Ruth by Elizabeth Gaskell

Written in 1853, Ruth was specifically intended as a social-problem novel, with the problem being the attitudes of society, especially the religious elements, toward unwed mothers and their illegitimate children. The title character is a 16-year-old orphan when she is cast friendless into the world and seduced by a rich young man in his 20's. Deserted by her faithless seducer and pregnant with his child, she comes to the attention of a Dissenting minister, who, along with his spinster sister, takes her in because he knows how society will cast her away and believes the way to save her from a life of further sin is to keep her past a secret.

The minister introduces Ruth as a young widowed relative, and she becomes a trusted member of the community, behaving so faultlessly that she is hired as governess for the children of the most sanctimonious member of the congregation. Inevitably, her secret is revealed, with easily guessed consequences.

Gaskell intends to be advocating tolerance and forgiveness here, and she displays considerable bravery in writing about the subject of sexual indiscretion, considering the attitudes of that time. Reportedly, the book was banned from her own household, presumably by her Unitarian minister husband. And yet, she seems to be hedging her bets, so to speak, as she somewhat excuses Ruth's fall on grounds of youth and lack of guidance, while at the same time portraying her as spending the rest of her life in expiation of the sin, even to the point of martyring herself. The implication is that Gaskell herself believed sexual misbehavior for a woman to be so shameful that it must be atoned for even when it is repented. Her Ruth becomes such a paragon of virtue that she ceases to be believable.

For more balanced and sensitive accounts of "fallen women," read The Scarlet Letter by Nathaniel Hawthorne, published in America three years earlier, and Tess of the D'Urbervilles by Thomas Hardy, written almost 40 years later.

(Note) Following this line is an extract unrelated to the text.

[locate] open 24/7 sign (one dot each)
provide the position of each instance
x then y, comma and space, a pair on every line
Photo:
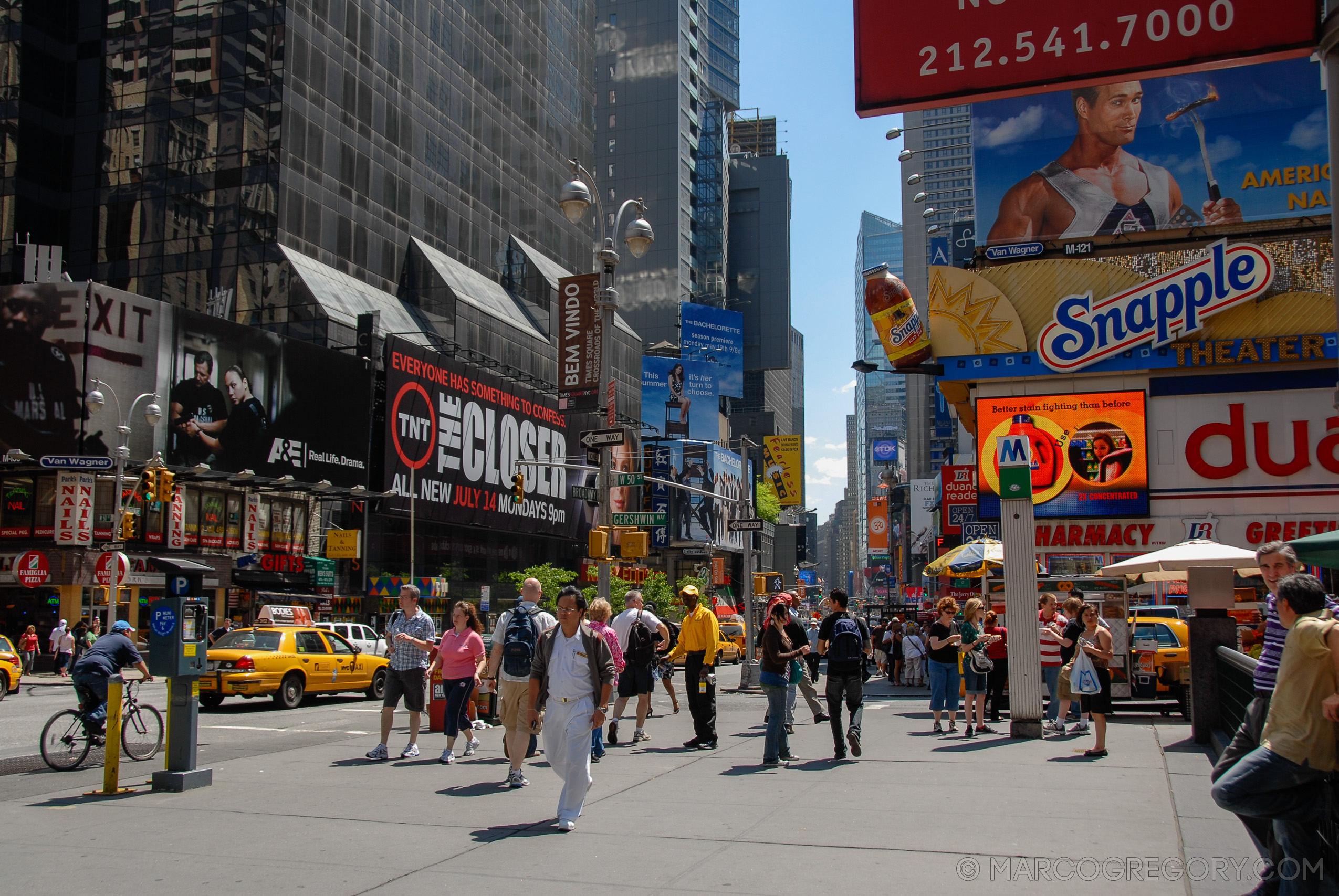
935, 54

The remainder of this review is a rant. Stop here if you prefer not to hear (read) it.

I became so angry at these fictional characters and the author while I was reading this novel that I could hardly judge the merits of the book itself. I know these judgmental people. I grew up with them in the 1950s. I still see evidence of their existence. The Bible contains many references to sins of all kinds, and yet the self-righteous seem perpetually intent on focusing their rejection on a select few sinners, while ignoring the lesson of Jesus about casting the first stone. The scorn heaped on unmarried mothers is no longer so universal or unrelenting, but they have been replaced as the ultimate of the sinful in many minds by homosexual people. Is it inevitable that some will always believe that religious devotion mandates intolerance? Some states, mine included, have passed laws saying it's OK to treat some people as less than worthy because they don't conform to standards of perceived morality. In my viewpoint, that is so wrong on both constitutional and religious grounds. End of rant.